Thursday, January 20, 2011

Happy Big Day!


A very ‘Shubo Boro Din’ (literally ‘happy big day’) or Merry Christmas came to our little compound. A hot pink bamboo lighted star was hung from our roof, several small trees adorned with lights, and the front of the cafe filled with a few precious decorations and strands of lights. The festivities started a few days before Christmas when we took the kids caroling. Door to door all over campus we sang a few English carols and read Christmas bible verses. Apparently when you sing at people’s doors, instead of giving you something tasty, here they’ll give you taka(money)! So with all the taka the kids got we bought them little sweets(like super wet donut holes) and ice cream J
Two days before Christmas I REALLY went caroling. I was surprised at how hard-core Bengalis are about their caroling! First, you should know that Bengali carols are about 3 or 4 times as long as English carols. Secondly, Bengalis love to dance with their carols. So, the leader is in the middle with a harmonium or drum singing phrase after phrase of these long songs and we are dancing around him in a circle echoing the phrases. We start off down the path just outside our compound and in about 5 mins we reach our first destination. Singing/dancing 2 or 3 carols here it is nearly 20 mins before we move on to our next destination!  The 2nd place is where we encountered a Hindu man doing his own worship; while we were caroling and dancing around the circle he was walking around behind us burning incense and muttering things under his breath…maybe he was worried one of his gods wouldn’t like our songs? Or maybe it was just his way of joining in with us. 20 mins later we left our incense man for one of our village schools. By the time we were done there it’d been about an hour and the puffed rice we got there tasted good J I thought now we’d been caroling for a bit, collected a bit of taka, ate a little puffed rice, we might be headed back? Apparently we had just begun! We went through village after village stopping in every courtyard and open space we could fit to dance a few songs before moving to the next group of mud huts. In this culture there doesn’t seem to be any curfew courtesy….11 o’clock at night they are still pounding on tin doors until sleepy faces finally emerge to watch us sing and give a few taka! After several hours of walking and dancing in the cold, many were complaining of sore feet but nothing was going to stop our leader until we had sang for every hut in every village near our campus! It wasn’t until 4 hours later we finally returned home and scurried to our warm beds to enjoy a little rest. These people took caroling to a whole new level for me!

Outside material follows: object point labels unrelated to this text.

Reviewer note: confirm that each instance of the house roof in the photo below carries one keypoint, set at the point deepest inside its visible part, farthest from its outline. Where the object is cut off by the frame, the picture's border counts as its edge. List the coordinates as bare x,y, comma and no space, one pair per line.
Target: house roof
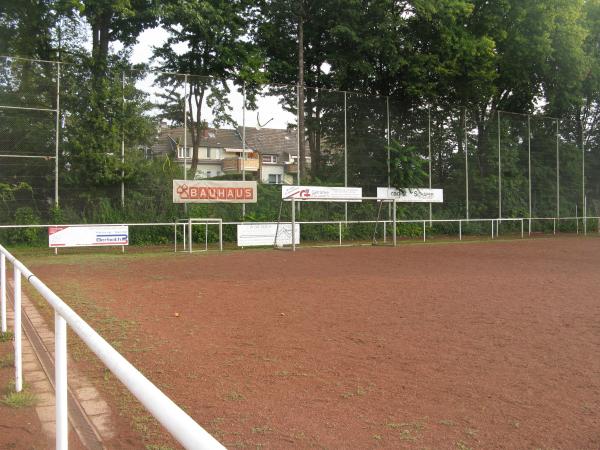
270,141
168,139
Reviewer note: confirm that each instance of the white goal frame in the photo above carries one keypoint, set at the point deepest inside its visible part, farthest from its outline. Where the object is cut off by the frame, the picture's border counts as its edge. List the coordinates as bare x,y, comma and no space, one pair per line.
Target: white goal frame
187,226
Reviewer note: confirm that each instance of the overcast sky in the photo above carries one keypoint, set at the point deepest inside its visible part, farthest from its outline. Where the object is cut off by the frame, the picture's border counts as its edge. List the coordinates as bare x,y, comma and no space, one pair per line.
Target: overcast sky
268,110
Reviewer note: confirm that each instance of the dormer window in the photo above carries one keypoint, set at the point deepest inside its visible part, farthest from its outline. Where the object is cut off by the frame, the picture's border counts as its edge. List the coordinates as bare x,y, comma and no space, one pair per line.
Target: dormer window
181,154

Christmas eve day we gave out blankets and jackets to some of the surrounding villagers that really needed it(it actually gets cold here and the villagers suffer so much with no blankets or jackets). Then our kids all got a special Christmas Eve treat, a puffed rice and molasses ball(modified rice krispy treat) which they enjoyed thoroughly! As a special vespers that night the kids did a Christmas play we’d been working on with them, it was cute J Then, as hard-core as ever, the Bengalis went caroling AGAIN! Collecting still more taka and dancing at every hut around. I enjoyed my one and only packet of hot cider to celebrate this unique Christmas Eve J
Our Charlie Brown christmas tree :)



Issac's puffed rice molasses ball(Christmas Eve treat)

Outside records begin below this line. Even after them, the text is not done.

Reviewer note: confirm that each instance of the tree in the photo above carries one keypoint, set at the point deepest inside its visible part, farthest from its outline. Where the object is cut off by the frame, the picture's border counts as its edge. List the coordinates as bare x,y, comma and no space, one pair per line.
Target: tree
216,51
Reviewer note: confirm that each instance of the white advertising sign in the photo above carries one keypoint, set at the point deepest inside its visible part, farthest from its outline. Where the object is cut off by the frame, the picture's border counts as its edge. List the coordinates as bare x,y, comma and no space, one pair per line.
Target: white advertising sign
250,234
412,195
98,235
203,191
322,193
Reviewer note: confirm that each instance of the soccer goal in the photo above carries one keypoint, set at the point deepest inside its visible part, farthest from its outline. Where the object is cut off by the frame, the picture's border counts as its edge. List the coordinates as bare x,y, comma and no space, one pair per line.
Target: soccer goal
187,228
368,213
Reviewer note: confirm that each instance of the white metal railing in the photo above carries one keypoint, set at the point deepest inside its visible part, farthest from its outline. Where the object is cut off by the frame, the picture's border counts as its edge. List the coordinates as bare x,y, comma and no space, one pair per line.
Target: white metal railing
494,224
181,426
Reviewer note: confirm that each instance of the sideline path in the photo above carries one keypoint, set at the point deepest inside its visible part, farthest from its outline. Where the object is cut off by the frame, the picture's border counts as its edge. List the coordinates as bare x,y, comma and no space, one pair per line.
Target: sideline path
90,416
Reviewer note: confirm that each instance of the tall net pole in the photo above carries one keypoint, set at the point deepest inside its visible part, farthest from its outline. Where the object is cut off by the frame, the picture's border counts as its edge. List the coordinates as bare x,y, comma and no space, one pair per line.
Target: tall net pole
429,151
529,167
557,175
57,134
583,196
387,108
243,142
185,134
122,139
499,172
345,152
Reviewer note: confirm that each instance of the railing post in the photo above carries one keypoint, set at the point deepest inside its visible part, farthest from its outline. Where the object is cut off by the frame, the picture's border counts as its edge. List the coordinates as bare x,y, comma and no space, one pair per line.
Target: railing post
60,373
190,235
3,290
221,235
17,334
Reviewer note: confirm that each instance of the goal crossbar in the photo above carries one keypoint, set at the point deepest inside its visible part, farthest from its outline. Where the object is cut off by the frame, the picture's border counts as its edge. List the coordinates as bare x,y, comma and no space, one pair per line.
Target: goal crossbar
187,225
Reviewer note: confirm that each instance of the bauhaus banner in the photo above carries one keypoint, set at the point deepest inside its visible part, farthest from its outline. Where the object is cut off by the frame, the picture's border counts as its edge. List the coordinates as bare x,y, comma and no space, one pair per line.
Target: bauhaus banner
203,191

Then it was Christmas Morning, the happiest morning of the year! The kids knew it and couldn’t help showing it through all their huge smiles and sparkling eyes. It was an extremely unique Sabbath, not only being Christmas day, but also my first Christmas spent on the other side of the world with my Bangla Hope family. Special treats for all, extra treats for the kids, and priceless faces of the children when they received or gave a little gift. Christmas night we had a program with several special numbers; 3 guys singing ‘We Three Kings’, an English carol by the older kids, a Bengali carol by some staff, and an impromptu Silent Night by all the foreigners present! They turned the lights off, handed us candles, then in the middle of the song began spraying foam snow on us!  I was so surprised I finished the song half-laughing! There is no snow in Bangladesh, so the kids were quite perplexed when this foam landed on them and everyone was telling them it was snow J Grammy and Mr. Waid, who dressed as Santa Clause, handed out gifts for EVERYBODY, staff and kids alike. From clothes to cars and dolls and purses and pens, the kids could not contain their excitement, “Kelsey teacher! Look at! Look at what Grammy gave!” then they would pull out everything from their ziplock bag and show each treasure one-by-one. The excitement was contagious and I found myself having one my happiest Christmas experiences right there with those kids, marveling alongside them at the joy such simple things can bring. In a world with such advanced and complicated gadgets and ideas, it does not seem often enough we’re able to experience such pure joy from the beautiful simplicities God created. This Christmas has reminded me that true happiness often comes from the simplest things of life.